Michael McDowell's speech on the Bill in the Dáil last week was delivered entirely in Irish. While there is nothing intrinsically wrong with this, it is somewhat of a peculiarity for such an important piece of legislation. My Irish is not sufficiently fluent to allow me to understand his 23-page speech on the Bill. That, it could fairly be argued, is my problem. However, to propose such measures in a language neither spoken nor wholly understood by the overwhelming majority of people in this country is not a useful contribution towards clarity of debate on issues which go to the heart of the rights of every Irish citizen.
As the Dáil Committee on Justice heard submissions on the Bill yesterday (in English, thankfully), it was apparent that there is very real concern across all parties over a number of its elements. There is particular anxiety that a Bill of this nature should have been allowed reach a Second Stage reading in the Dáil when it is, by admission of the Minister, glaringly incomplete. McDowell has already indicated that he intends the Bill to deal with a further 11 provisions, as yet unspecified. Fine Gael has condemned as "outrageous" this approach.
Fianna Fáil backbencher Barry Andrews, himself a barrister, has expressed reservations about a number of aspects. He pointed to its rushed nature, following on the collapse of the Keane murder trial in Limerick. "Given that the rules of evidence have developed over a century, that we should decide after four days' deliberation to turn some basic rules on their head is worrying," he said last week.
The provisions which are causing the greatest concern include the doubling of maximum detention time before charges must be laid from 12 to 24 hours for all suspected offences; the removal of the necessity to have a judge sign a search warrant, conferring that power instead on a Garda superintendent; the admissibility of statements from those who subsequently retract them; and the right forcibly to take saliva samples from a suspect without his/her permission.
Further provisions give wide-ranging powers to the Garda to issue what are called fixed charge offences. According to the Human Rights Commission, this will give individual members of the Garda "wide discretion to be judge and jury" in relation to charging and fining people for "offensive conduct", a term which the commission identifies as being ill-defined. It points to abuse by police of similar provisions in the UK. It adds that "there is also the risk that such powers will be used disproportionately against certain groups in society such as members of the Traveller community, other ethnic minorities and protesters". Further, it could even have the effect of criminalising groups such as the homeless.
Underlining its detailed analysis of each of the problem areas with the legislation is the Human Rights Commission's contention that there is simply no evidence to indicate that any of this erosion of civil rights is necessary.
But then, we have seen an increasing pattern over the past two years that the current Minister for Justice does not place great store by evidence. Many of his statements during last year's citizenship referendum were unsupported by the facts. His famous "I know what I know" claim was his only response when asked to provide evidence for his allegations that journalists were paying gardaí for information.
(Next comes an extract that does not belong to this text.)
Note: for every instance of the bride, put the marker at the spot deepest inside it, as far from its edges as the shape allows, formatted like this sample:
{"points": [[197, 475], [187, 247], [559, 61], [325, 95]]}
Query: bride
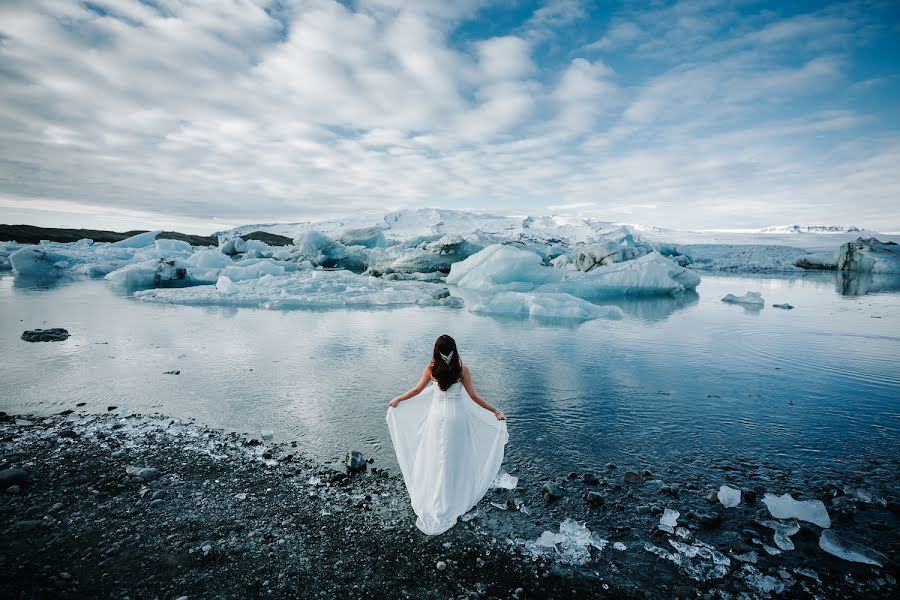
{"points": [[448, 448]]}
And most recently, of course, there is his unsubstantiated identification of three named Sinn Féin leaders as criminals and members of the IRA's army council.
It has often happened that the combination of increased Garda powers and the curtailment of civil liberties has coincided with periods of intense political turmoil. This both provides apparent justification for such measures and also serves to distract attention from the kind of scrutiny to which they should be subject.
Defending his legislation, McDowell has said that the balance of rights "has shifted too far in favour of the accused". The new Bill, he claims, is simply an updating of the law to meet the needs of a modern society.
What is far more likely to meet those needs is properly focused research to discover the precise requirement for reform within the criminal justice system. This should clearly inform the introduction of complete legislation, rather than the current alarmingly piecemeal approach. In a climate where the Garda's credibility is under severe pressure on a number of fronts, and where the Minister himself is much given to making allegations without evidence, the dangers of introducing draconian new legislation are all too evident.